3/10
A Dull and Dreary Entry, Strictly for Bill Patton's Army of Fans!
25 February 2008
"There were only three things Bill Patton was afraid of," Yakima Canutt once remarked. "Guns, horses and the outdoors." In this movie, oddly enough, Patton uses his fears as a basis for comedy. Unfortunately, the attempt doesn't quite come off, thanks to insipid direction from Horace B. (for Boring) Carpenter and a script of little interest from the same gentleman. Condensed to two reels, the movie would still inspire a minimal involvement, but expanded to five, it's a real wash-out. All the extra characters that Carpenter so laboriously introduces in the first ten minutes or so, are given virtually nothing to do, and none of them are played with any charisma whatever, although Miss Donald is photographed far more attractively here than in Carpenter's later effort, "Just Travelin'". That movie did have the benefit of eye-catching tints, but this one labors along in dull and heavy black-and-white. But I liked the iris effects.

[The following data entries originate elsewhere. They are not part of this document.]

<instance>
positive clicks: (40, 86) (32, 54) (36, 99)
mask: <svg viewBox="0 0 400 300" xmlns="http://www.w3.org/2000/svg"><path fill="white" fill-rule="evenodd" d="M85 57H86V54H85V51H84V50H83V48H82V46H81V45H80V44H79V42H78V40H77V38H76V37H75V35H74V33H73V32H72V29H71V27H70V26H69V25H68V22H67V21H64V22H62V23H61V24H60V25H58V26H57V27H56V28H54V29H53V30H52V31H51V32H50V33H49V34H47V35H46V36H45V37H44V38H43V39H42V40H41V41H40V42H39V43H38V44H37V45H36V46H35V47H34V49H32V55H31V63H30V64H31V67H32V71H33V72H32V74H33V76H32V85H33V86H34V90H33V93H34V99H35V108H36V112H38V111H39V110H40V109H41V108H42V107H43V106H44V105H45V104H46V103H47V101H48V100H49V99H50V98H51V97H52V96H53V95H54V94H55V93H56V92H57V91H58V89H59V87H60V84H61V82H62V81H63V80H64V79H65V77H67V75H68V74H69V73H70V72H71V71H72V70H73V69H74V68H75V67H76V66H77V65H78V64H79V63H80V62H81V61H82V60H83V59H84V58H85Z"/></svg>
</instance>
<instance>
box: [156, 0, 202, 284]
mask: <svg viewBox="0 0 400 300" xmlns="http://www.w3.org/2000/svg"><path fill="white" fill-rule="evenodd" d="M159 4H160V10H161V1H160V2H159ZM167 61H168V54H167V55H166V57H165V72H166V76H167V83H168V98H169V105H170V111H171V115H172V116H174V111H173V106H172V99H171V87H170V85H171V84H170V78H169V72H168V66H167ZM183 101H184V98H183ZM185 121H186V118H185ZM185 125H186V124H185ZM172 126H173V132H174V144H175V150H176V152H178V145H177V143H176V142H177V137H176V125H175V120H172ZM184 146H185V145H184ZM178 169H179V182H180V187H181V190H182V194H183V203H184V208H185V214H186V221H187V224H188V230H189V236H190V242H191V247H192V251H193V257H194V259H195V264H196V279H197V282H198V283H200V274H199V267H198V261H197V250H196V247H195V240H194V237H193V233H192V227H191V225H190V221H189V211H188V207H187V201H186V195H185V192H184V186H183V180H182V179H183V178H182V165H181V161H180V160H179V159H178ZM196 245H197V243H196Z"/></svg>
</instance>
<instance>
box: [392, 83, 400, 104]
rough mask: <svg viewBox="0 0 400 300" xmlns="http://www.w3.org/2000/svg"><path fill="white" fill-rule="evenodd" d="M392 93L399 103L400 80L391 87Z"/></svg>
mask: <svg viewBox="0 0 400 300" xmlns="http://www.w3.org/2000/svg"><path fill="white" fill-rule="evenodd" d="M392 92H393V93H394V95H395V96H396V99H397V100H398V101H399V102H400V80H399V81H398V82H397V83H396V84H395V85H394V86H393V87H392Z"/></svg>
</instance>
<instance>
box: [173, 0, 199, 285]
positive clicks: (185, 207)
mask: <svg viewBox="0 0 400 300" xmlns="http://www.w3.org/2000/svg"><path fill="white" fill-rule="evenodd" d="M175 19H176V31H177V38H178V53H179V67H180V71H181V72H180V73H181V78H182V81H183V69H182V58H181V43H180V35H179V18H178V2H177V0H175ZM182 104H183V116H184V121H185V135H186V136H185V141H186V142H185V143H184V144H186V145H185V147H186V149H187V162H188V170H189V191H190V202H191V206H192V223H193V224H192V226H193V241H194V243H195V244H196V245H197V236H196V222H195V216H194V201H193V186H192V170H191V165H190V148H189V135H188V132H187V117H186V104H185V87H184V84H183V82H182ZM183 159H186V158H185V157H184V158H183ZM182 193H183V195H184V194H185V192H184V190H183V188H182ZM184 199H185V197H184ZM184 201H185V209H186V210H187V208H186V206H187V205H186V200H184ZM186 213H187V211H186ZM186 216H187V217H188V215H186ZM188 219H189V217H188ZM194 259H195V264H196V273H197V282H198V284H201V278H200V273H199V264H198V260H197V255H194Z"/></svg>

I won't attempt to write a synopsis of the story, because my impression is radically different from that of the Press Sheet. Maybe I fell asleep. Or maybe Mr Carpenter regarded that synopsis as merely a starting point and wrote in deviations while shooting. In any event, I found McCormick's laughably hirsute villain far more entertaining than the forever ruminating, incorrigibly white-faced hero, Bill Patton.